The following is extracted from the detailed sailors log he kept on his voyages. This log documents the taking of the whales with dates and locations of kills, as well as a rich narrative of areas visited. His journeys spanned the entire Pacific from Kamchatka to New Zealand and the islands in between. The original log was donated to the Morrisville Historical Society.
His first voyage was aboard the whaler Superior of New London, CT. which set sail on Tuesday, Sept. 27, 1842. This voyage lasted over 21/2 years.

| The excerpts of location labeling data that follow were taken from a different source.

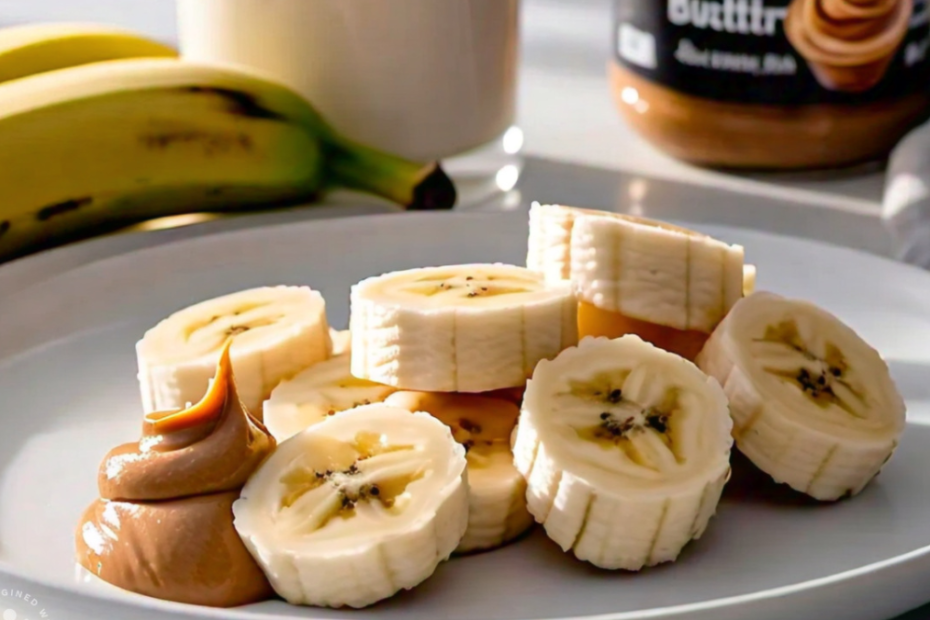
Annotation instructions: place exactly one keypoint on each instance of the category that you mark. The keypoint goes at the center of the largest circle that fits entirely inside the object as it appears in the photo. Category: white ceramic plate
(68, 393)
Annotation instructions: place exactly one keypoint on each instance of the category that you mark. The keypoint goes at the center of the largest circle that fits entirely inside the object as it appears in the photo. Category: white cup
(425, 79)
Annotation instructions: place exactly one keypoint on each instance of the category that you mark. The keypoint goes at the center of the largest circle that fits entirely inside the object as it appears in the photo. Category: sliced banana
(462, 328)
(342, 341)
(625, 449)
(277, 332)
(813, 405)
(316, 393)
(497, 511)
(549, 249)
(357, 508)
(654, 271)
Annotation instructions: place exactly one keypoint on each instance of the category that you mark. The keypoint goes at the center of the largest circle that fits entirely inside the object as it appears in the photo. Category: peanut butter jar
(772, 84)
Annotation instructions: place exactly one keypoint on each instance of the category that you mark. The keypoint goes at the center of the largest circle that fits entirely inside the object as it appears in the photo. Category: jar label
(778, 52)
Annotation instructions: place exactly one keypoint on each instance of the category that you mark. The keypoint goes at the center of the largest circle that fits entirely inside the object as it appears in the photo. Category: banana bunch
(102, 129)
(667, 284)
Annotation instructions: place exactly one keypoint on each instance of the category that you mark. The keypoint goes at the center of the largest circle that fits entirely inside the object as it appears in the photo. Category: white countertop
(565, 108)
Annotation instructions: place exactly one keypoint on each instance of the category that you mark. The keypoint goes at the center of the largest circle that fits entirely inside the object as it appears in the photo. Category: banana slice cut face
(654, 271)
(669, 285)
(625, 449)
(497, 511)
(276, 331)
(814, 406)
(357, 508)
(316, 393)
(549, 250)
(462, 328)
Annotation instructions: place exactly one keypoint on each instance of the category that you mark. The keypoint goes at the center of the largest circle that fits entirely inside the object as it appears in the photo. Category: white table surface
(565, 106)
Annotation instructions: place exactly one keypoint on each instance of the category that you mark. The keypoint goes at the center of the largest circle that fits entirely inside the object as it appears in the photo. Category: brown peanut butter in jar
(772, 84)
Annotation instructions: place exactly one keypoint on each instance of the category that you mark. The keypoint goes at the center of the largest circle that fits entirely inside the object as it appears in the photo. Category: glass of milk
(425, 79)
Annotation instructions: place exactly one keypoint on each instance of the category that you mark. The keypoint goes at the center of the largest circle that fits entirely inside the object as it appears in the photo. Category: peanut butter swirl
(211, 447)
(848, 44)
(163, 525)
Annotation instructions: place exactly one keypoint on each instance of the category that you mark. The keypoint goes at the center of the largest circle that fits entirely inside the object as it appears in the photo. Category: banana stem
(414, 185)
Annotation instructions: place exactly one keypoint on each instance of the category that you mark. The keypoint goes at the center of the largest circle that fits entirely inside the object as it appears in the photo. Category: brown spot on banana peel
(60, 208)
(239, 103)
(435, 192)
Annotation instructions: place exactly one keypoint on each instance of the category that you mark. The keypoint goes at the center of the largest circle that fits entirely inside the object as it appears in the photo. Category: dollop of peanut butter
(163, 525)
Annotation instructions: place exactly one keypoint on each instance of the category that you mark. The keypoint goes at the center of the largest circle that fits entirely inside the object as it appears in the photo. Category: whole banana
(100, 146)
(31, 49)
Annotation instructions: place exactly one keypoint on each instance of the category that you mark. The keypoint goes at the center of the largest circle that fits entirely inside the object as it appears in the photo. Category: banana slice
(625, 449)
(463, 328)
(316, 393)
(497, 511)
(342, 341)
(669, 285)
(813, 405)
(277, 332)
(357, 508)
(654, 271)
(549, 250)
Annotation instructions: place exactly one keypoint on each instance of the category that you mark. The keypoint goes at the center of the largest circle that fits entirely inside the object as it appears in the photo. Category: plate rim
(55, 262)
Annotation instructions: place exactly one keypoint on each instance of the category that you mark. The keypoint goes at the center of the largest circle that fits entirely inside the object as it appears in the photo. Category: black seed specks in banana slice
(356, 508)
(277, 331)
(461, 328)
(813, 405)
(625, 449)
(497, 511)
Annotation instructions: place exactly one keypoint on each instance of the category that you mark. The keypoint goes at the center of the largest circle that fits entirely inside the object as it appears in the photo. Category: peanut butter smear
(163, 525)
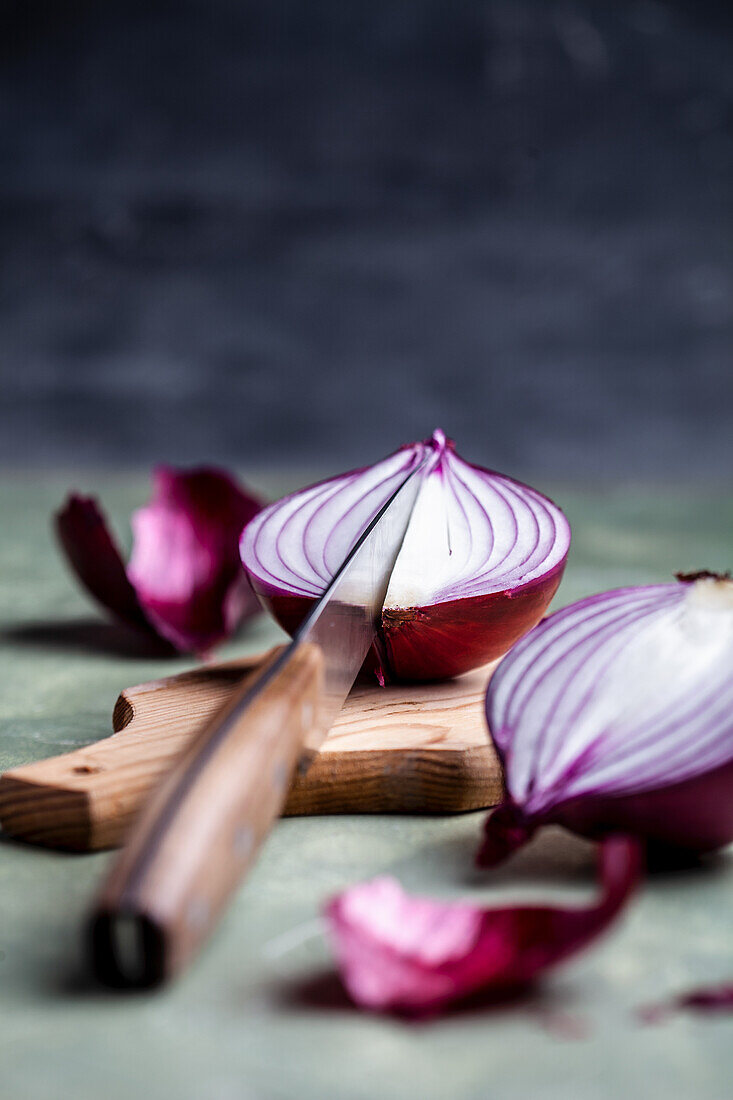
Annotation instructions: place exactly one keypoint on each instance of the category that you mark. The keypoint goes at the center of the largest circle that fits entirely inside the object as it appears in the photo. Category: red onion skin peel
(184, 583)
(615, 714)
(415, 955)
(481, 560)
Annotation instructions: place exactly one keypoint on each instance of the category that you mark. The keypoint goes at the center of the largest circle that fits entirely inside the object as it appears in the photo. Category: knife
(199, 833)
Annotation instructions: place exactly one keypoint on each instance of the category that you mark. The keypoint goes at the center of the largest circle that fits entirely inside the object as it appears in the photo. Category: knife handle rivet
(280, 777)
(243, 840)
(197, 913)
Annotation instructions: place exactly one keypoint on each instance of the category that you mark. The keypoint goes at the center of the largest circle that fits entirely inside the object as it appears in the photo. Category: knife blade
(199, 833)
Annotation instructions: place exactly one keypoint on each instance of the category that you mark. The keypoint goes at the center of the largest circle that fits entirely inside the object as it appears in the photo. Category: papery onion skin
(692, 815)
(450, 635)
(184, 584)
(415, 955)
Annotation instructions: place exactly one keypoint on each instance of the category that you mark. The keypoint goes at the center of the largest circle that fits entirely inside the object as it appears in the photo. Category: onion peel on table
(184, 582)
(417, 955)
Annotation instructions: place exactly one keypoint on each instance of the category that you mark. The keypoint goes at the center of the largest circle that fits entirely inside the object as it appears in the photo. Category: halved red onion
(184, 582)
(481, 560)
(417, 955)
(615, 714)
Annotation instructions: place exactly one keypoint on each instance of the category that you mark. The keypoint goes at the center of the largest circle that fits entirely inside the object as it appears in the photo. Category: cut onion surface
(481, 560)
(615, 714)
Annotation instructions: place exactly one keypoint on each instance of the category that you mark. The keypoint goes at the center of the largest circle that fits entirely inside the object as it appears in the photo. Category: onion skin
(695, 817)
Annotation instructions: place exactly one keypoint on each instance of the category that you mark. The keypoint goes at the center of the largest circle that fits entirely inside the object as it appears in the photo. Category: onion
(400, 953)
(615, 714)
(481, 560)
(184, 583)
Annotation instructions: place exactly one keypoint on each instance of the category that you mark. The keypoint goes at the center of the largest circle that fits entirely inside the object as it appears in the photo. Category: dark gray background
(305, 232)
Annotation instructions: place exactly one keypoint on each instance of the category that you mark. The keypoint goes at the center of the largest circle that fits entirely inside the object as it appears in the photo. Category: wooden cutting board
(420, 748)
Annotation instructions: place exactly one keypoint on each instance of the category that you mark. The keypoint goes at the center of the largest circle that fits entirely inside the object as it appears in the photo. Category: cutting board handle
(87, 800)
(201, 828)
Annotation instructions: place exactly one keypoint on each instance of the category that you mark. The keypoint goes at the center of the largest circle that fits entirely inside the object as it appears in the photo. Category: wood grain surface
(420, 748)
(203, 826)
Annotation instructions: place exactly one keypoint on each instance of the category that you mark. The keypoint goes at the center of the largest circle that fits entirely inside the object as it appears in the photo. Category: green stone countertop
(256, 1018)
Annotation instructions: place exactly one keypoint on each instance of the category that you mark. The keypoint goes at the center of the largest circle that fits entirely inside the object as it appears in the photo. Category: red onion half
(482, 558)
(615, 714)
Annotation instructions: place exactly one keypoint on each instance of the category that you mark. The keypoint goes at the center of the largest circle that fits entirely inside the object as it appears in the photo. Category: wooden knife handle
(199, 833)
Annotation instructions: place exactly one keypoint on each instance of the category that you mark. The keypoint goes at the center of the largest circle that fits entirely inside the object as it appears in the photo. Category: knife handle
(199, 833)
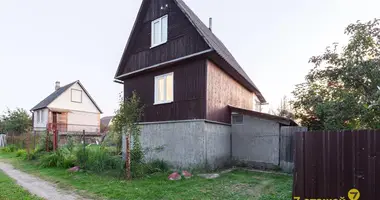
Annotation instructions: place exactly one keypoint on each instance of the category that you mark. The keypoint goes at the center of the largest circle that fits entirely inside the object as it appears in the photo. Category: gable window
(38, 116)
(160, 31)
(41, 116)
(163, 88)
(76, 96)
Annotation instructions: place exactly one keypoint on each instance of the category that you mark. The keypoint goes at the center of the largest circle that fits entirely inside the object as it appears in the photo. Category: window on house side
(160, 31)
(76, 96)
(42, 116)
(237, 119)
(163, 88)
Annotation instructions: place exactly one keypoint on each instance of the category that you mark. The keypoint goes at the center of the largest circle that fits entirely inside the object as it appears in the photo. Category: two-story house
(187, 79)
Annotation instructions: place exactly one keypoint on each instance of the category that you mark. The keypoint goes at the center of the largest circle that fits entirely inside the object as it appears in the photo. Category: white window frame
(38, 116)
(156, 95)
(162, 41)
(81, 95)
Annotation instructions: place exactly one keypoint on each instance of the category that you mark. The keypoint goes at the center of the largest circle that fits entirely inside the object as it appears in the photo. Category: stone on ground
(74, 169)
(186, 174)
(174, 176)
(209, 176)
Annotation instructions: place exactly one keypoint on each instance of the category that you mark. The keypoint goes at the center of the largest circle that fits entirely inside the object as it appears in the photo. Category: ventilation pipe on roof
(57, 85)
(210, 24)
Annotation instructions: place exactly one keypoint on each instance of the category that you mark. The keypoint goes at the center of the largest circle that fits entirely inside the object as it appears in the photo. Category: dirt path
(37, 186)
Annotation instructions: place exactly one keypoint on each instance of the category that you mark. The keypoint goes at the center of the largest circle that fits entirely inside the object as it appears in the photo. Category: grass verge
(11, 191)
(238, 184)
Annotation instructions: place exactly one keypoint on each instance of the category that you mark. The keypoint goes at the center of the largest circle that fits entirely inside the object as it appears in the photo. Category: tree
(341, 90)
(17, 121)
(285, 109)
(125, 121)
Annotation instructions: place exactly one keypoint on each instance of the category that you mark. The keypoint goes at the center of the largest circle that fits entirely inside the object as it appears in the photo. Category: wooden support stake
(27, 144)
(55, 139)
(47, 141)
(128, 158)
(84, 150)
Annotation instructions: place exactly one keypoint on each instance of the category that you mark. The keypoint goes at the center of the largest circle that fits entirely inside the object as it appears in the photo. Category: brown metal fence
(329, 164)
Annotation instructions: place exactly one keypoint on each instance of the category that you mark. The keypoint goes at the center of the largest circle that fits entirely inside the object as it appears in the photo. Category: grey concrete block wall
(256, 141)
(190, 143)
(218, 144)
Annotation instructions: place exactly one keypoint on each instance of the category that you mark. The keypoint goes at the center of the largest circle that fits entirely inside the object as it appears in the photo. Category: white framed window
(38, 116)
(164, 88)
(76, 95)
(159, 31)
(42, 116)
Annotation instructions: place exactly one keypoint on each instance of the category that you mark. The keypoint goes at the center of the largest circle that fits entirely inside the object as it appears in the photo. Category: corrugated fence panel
(329, 164)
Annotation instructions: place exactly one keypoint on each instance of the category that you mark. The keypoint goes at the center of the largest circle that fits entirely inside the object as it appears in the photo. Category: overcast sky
(42, 41)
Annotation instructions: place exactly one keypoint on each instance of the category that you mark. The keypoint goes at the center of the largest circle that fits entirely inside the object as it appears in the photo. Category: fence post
(34, 139)
(47, 140)
(55, 143)
(127, 155)
(84, 149)
(27, 144)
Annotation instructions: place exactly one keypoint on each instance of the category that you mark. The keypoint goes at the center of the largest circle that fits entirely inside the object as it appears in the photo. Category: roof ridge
(50, 98)
(215, 43)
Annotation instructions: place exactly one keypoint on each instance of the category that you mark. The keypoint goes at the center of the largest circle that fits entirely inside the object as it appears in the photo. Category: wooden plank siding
(189, 92)
(223, 90)
(330, 163)
(183, 38)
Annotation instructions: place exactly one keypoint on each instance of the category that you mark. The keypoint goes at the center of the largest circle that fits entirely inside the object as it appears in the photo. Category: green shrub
(62, 158)
(9, 148)
(32, 156)
(41, 146)
(101, 160)
(143, 169)
(21, 153)
(81, 157)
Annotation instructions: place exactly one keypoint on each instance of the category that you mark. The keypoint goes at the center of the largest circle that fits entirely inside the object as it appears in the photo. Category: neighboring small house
(68, 109)
(187, 79)
(105, 123)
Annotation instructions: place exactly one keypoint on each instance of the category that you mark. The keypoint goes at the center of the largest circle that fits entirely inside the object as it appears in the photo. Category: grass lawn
(239, 184)
(11, 191)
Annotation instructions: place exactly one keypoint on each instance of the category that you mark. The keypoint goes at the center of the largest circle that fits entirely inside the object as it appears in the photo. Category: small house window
(160, 31)
(163, 88)
(42, 116)
(237, 119)
(38, 116)
(76, 96)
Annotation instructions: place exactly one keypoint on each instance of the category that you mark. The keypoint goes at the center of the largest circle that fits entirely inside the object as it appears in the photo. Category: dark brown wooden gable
(183, 38)
(189, 92)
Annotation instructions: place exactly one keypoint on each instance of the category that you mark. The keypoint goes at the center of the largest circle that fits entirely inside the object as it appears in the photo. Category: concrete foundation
(255, 142)
(187, 144)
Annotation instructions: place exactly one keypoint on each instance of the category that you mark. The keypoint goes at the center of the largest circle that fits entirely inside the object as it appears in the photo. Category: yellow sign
(353, 194)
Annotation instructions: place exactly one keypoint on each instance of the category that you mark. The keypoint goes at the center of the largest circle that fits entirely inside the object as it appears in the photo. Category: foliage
(20, 153)
(237, 184)
(17, 121)
(41, 146)
(341, 91)
(139, 169)
(82, 157)
(9, 148)
(125, 120)
(285, 109)
(62, 158)
(101, 160)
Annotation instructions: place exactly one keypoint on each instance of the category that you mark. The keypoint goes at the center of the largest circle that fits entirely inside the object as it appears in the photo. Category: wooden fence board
(329, 163)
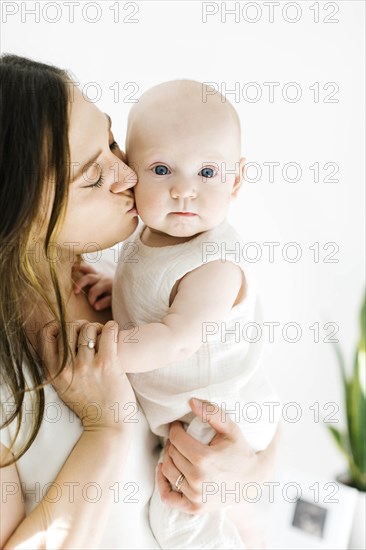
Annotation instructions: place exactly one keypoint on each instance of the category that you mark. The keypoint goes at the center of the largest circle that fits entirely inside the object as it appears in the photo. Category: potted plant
(352, 440)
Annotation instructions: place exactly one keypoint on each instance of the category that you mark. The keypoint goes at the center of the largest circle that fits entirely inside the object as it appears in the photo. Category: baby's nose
(183, 191)
(127, 179)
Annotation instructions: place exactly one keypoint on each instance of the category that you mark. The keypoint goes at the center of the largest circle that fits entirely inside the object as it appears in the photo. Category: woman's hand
(97, 389)
(99, 289)
(210, 471)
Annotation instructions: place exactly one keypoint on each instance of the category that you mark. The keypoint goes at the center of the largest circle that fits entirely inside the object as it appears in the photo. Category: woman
(63, 185)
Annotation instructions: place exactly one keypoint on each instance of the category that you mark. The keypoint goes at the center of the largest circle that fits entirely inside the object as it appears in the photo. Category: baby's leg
(177, 530)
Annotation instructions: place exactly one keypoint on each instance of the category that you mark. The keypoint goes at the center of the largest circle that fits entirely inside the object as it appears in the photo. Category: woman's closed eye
(161, 170)
(100, 181)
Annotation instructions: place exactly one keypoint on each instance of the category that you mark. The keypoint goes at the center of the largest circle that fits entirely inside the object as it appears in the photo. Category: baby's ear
(239, 178)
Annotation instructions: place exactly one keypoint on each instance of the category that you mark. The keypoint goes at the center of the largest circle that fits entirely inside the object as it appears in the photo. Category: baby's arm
(205, 295)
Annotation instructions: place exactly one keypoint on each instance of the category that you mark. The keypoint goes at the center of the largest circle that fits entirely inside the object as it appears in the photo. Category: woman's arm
(71, 521)
(209, 469)
(64, 518)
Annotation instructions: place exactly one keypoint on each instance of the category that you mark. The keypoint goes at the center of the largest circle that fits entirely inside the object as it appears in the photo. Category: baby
(182, 283)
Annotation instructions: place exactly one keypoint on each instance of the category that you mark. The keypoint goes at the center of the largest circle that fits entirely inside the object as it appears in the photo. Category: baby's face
(187, 173)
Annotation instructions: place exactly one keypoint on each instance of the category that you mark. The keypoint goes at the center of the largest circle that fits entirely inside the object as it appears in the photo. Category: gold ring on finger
(90, 344)
(179, 482)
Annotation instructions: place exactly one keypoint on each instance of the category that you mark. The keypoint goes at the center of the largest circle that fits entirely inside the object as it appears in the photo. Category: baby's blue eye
(207, 173)
(161, 170)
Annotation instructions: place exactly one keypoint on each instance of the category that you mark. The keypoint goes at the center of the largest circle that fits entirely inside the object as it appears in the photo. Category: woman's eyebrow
(81, 168)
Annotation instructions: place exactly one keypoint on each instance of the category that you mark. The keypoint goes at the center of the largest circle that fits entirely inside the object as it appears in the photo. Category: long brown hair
(34, 164)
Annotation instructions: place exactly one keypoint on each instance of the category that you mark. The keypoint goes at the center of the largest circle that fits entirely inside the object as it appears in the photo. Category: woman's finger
(180, 462)
(217, 419)
(88, 333)
(177, 500)
(187, 445)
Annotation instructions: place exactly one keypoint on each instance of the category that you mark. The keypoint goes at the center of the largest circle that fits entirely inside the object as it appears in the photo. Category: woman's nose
(125, 178)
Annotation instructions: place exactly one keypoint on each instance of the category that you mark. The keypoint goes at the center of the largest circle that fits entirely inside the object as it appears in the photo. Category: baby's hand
(100, 287)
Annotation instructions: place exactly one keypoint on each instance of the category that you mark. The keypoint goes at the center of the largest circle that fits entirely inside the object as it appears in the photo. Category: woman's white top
(226, 368)
(128, 524)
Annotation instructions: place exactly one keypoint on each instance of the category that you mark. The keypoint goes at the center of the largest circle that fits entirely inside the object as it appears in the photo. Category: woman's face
(100, 194)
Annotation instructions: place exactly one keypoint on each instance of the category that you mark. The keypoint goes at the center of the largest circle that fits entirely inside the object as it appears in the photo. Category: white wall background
(169, 40)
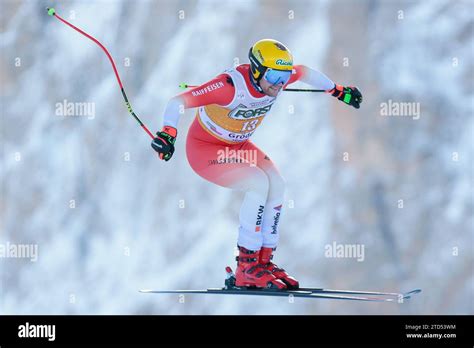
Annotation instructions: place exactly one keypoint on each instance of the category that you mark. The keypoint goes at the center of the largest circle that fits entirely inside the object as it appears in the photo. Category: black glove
(164, 142)
(349, 95)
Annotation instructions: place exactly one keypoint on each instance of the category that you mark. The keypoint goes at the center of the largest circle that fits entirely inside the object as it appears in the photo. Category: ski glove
(164, 142)
(349, 95)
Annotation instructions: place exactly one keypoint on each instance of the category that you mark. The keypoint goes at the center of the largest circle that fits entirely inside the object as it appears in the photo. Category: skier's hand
(349, 95)
(164, 142)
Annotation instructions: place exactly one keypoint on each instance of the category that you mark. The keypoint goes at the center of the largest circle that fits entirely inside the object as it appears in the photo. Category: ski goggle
(276, 77)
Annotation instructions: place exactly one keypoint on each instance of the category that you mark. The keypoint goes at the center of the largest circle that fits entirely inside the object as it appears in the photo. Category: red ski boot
(252, 274)
(279, 273)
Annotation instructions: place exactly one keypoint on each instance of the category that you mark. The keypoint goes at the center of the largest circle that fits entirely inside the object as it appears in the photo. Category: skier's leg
(271, 217)
(205, 157)
(275, 197)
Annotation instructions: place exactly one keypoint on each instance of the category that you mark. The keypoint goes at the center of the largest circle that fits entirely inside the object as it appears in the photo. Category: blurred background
(108, 218)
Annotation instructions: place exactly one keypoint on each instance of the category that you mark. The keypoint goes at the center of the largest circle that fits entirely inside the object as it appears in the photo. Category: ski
(354, 295)
(407, 294)
(276, 293)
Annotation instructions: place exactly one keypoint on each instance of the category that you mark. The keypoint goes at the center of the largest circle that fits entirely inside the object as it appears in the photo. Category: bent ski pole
(52, 12)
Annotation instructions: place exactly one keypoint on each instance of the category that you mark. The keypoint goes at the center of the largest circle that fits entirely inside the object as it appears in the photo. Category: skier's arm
(219, 90)
(314, 78)
(349, 95)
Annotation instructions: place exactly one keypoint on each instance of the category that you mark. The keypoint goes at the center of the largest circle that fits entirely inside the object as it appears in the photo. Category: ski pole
(52, 12)
(184, 86)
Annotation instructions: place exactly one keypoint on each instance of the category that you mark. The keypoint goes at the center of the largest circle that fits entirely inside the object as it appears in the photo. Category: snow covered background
(109, 218)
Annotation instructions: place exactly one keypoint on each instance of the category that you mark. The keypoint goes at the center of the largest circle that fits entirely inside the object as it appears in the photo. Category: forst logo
(246, 113)
(283, 62)
(259, 218)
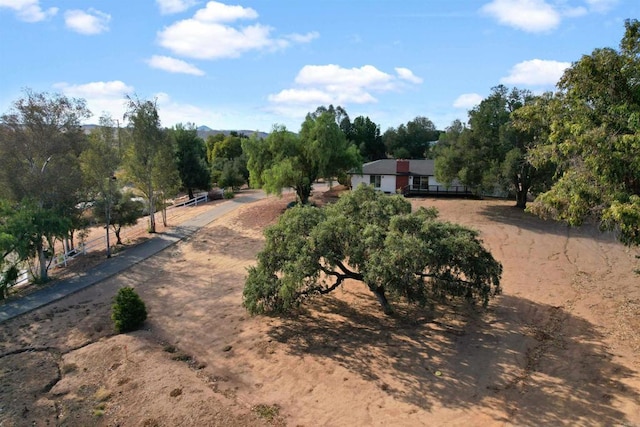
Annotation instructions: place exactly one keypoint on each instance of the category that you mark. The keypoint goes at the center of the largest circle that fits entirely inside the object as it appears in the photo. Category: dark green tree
(191, 155)
(149, 157)
(365, 134)
(128, 311)
(40, 143)
(99, 162)
(124, 211)
(411, 141)
(491, 153)
(375, 239)
(285, 159)
(595, 141)
(228, 162)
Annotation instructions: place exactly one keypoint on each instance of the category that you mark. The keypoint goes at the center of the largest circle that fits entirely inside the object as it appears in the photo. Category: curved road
(126, 259)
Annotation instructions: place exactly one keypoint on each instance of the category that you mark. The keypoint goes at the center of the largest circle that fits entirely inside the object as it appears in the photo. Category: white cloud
(303, 38)
(172, 112)
(91, 22)
(407, 74)
(168, 7)
(174, 65)
(536, 72)
(29, 10)
(468, 100)
(601, 5)
(528, 15)
(331, 84)
(210, 35)
(100, 96)
(219, 12)
(541, 15)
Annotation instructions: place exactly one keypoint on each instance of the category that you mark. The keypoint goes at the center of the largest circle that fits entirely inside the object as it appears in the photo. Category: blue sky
(252, 64)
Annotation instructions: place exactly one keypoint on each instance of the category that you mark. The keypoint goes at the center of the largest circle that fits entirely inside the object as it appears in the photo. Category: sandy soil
(561, 346)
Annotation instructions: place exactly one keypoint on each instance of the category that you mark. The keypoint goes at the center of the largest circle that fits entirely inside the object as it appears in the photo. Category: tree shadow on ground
(516, 217)
(523, 359)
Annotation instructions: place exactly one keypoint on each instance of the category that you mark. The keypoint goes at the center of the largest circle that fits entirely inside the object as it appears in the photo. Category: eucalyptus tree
(375, 239)
(99, 162)
(191, 159)
(595, 139)
(149, 154)
(40, 143)
(285, 159)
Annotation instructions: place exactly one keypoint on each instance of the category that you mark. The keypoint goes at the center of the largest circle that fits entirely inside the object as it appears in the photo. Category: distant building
(409, 177)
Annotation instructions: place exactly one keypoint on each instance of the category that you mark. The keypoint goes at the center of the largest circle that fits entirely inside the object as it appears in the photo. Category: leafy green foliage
(411, 141)
(594, 138)
(365, 134)
(149, 157)
(40, 143)
(491, 153)
(373, 238)
(128, 311)
(285, 159)
(125, 211)
(191, 161)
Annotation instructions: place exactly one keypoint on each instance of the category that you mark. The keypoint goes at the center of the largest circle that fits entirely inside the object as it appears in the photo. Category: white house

The second voyage was aboard the whaler Isaak Walton of New London, CT, which set sail on Tuesday, October 8, 1844, bound for the east coast of Asia. Master: Daniel Fitch. The ship returned to New London on May 24, 1847, with 3.030 barrels of whale oil, also a 21/2 year voyage.
Whale oil taken aboard the Isaak Walton:
- First season, 1845= 12 whales made and 1,300 barrels.
- Second season, 1846= 29 whales made and 1,825 barrels.
- 125 barrels lost to leakage.
- 2 Sperm whales made 30 barrels.
- Total cargo= 3,030 barrels.
- "Cut in 38 whale during the voyage. Sank 8. Struck 80.
- Struck 32 the first season, saved 10, sunk 4, picked up 2.
- Struck 48 whale second season, saved 25, sunk 4, picked up 1."